In 2013, coal volumes continue to drop and CSX has shown year over year earnings growth every quarter, and solidly beaten analyst estimates (by an average of around 10%) each quarter.

I think of CSX as a company that is constantly widening its economic moat and increasing their transportation efficiency. Its history of growing earnings while coal volumes drop shows that their economic moat and efficiency trumps other aspects of the company that may be going poorly.

Panama Canal Expansion Provides Long-Term Growth

In 2015, the Panama Canal will complete its expansion, which will allow much larger ships to pass between Asia and the east coast. Currently, most trade with Asia goes through the West Coast ports and travels eastward by rail. The expansion should facilitate trade through the East Coast ports, where CSX is developing and expanding terminals. This applies not only to imports, but to exports. The middle part of the country houses a lot of manufacturing, automotive, agriculture and chemical industries, and the Panama Canal expansion should allow for more trade flowing East rather than West.
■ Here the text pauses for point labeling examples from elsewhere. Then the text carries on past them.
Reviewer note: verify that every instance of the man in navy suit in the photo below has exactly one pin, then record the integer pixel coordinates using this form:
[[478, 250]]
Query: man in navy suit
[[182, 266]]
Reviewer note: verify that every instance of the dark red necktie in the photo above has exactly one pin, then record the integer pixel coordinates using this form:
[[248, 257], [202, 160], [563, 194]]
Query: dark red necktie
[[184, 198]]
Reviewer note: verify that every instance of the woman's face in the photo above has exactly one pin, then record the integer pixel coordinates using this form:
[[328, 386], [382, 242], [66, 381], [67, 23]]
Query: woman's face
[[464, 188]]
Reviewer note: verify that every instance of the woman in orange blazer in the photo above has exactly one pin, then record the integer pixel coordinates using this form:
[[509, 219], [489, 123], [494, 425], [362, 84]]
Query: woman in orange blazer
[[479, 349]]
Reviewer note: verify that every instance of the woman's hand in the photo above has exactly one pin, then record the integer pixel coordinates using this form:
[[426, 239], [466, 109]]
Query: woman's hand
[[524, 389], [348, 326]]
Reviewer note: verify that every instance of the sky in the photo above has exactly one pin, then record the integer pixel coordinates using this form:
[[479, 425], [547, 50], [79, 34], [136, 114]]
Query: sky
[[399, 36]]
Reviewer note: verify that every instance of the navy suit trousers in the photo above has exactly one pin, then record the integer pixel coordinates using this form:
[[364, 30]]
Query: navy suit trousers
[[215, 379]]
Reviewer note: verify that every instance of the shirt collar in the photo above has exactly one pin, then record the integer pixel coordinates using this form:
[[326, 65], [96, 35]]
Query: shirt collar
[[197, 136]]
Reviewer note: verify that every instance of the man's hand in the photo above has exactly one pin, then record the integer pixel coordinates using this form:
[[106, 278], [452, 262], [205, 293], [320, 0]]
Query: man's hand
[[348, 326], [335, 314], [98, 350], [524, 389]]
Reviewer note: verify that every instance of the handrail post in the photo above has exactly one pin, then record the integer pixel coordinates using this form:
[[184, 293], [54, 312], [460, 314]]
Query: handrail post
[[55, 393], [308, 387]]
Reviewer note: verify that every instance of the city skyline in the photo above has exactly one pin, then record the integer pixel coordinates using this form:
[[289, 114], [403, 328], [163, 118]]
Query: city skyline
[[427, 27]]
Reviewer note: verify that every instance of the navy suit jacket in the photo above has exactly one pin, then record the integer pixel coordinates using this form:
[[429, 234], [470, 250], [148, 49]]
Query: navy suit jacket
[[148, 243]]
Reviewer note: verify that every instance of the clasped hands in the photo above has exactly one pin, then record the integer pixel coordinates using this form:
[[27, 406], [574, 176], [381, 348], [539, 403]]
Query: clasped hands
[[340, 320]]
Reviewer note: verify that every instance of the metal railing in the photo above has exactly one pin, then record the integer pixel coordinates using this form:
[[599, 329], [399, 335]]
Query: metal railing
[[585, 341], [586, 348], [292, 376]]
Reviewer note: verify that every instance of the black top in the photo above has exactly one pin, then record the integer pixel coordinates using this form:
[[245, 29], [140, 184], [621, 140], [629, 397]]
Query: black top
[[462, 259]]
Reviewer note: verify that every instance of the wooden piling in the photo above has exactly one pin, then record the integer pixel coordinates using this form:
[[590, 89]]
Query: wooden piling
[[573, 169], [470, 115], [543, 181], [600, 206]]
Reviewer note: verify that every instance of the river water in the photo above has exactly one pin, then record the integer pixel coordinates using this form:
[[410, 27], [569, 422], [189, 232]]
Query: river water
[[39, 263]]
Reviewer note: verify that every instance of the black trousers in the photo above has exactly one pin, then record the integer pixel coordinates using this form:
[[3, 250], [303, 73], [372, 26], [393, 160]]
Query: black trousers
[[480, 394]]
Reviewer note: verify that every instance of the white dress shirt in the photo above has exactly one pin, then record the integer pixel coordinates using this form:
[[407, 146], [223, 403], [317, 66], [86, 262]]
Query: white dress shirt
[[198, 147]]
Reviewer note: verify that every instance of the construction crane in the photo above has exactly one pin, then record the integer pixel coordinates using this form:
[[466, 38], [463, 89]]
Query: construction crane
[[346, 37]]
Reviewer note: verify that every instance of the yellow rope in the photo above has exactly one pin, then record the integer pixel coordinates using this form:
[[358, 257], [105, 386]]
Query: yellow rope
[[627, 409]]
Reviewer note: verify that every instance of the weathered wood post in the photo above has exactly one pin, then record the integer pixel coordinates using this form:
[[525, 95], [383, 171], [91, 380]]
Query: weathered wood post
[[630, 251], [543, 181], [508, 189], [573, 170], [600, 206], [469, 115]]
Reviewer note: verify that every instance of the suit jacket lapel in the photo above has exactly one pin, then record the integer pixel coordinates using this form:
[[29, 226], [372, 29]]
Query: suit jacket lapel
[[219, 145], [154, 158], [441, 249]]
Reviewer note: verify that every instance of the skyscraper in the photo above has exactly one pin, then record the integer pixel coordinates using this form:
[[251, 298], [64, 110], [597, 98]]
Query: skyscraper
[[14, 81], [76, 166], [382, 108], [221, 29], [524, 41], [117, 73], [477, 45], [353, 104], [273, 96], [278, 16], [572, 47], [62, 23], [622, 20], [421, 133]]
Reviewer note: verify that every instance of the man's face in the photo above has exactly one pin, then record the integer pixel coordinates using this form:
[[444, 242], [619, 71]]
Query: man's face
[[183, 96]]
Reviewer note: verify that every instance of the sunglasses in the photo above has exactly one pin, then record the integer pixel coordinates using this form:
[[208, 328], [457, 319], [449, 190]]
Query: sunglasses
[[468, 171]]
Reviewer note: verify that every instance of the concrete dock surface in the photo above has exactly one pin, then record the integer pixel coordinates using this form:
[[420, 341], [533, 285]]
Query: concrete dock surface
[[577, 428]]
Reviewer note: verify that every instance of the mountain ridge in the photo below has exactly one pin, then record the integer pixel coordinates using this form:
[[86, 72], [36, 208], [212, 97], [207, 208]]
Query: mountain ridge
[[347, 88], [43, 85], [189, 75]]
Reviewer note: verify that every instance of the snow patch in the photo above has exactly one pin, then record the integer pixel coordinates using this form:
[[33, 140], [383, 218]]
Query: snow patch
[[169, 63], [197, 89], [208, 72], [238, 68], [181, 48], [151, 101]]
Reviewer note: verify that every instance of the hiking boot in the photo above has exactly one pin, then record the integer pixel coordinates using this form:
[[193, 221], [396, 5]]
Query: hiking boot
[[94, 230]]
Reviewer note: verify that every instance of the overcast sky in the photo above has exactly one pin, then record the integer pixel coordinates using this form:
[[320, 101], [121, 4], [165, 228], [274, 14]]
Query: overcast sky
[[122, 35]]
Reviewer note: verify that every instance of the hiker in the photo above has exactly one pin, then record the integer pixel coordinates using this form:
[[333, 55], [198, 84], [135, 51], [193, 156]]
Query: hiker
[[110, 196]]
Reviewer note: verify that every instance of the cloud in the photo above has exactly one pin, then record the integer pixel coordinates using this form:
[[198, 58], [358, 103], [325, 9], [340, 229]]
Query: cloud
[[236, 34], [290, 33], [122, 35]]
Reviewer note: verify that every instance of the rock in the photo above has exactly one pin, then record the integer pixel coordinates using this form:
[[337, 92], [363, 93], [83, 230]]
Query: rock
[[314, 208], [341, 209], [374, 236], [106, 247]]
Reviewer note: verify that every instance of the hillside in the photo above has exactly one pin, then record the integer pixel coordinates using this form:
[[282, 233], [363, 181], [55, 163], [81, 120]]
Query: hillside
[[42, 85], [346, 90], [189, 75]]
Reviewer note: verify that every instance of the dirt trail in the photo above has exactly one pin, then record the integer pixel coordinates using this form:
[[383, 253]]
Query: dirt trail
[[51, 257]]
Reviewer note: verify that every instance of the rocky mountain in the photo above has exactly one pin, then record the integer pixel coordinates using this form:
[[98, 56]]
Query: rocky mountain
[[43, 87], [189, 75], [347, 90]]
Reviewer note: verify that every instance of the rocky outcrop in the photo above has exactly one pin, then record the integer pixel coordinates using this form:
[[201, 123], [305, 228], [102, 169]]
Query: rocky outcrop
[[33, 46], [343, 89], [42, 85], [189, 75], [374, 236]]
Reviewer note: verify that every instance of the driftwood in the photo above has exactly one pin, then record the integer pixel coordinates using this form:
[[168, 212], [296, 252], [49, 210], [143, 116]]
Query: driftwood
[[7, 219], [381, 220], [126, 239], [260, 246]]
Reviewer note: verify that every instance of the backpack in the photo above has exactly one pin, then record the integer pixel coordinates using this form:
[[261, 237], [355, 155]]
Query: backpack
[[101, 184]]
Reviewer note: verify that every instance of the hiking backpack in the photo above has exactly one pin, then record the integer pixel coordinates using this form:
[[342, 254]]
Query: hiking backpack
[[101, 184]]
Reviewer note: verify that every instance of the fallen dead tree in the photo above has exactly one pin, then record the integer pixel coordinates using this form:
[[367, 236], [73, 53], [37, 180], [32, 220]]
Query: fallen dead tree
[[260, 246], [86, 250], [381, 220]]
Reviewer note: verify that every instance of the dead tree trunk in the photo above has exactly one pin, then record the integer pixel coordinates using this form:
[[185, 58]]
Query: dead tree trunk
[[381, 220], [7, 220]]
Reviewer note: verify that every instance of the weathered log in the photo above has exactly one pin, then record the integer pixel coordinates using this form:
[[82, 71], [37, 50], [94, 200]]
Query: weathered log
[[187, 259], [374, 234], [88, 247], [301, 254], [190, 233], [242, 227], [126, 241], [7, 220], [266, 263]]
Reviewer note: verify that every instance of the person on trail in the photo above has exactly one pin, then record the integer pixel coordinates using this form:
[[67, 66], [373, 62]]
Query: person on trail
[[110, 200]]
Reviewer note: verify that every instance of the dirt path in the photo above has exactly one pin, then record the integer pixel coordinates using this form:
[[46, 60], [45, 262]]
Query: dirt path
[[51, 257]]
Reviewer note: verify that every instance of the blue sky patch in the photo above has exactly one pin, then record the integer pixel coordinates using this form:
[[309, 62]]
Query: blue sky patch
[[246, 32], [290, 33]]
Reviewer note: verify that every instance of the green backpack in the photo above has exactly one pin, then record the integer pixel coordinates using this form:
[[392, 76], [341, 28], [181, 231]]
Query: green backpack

The eventual shift of trade towards East Coast ports is the reason I have selected CSX instead of West Coast rails. Another good possibility is Norfolk Southern (NYSE:NSC), for the same basic reasons.

CSX: Good Entry Point for a Long-Term Holding

I have presented the case that CSX has a strong moat and that it is capable of growing earnings substantially even when coal volumes fall. I'd argue the preoccupation over coal is masking CSX's long-term earnings potential, which allows long-term investors to enter at a relatively low price (its P/E of about 13 is substantially below the market). That growth should be goosed by the shifting of trade flows to the East Coast, facilitated by the Panama Canal.

Disclosure: I am long CSX. I wrote this article myself, and it expresses my own opinions. I am not receiving compensation for it (other than from Seeking Alpha). I have no business relationship with any company whose stock is mentioned in this article.

Additional disclosure: This is a long-term holding of mine, but I added more on the analyst downgrade.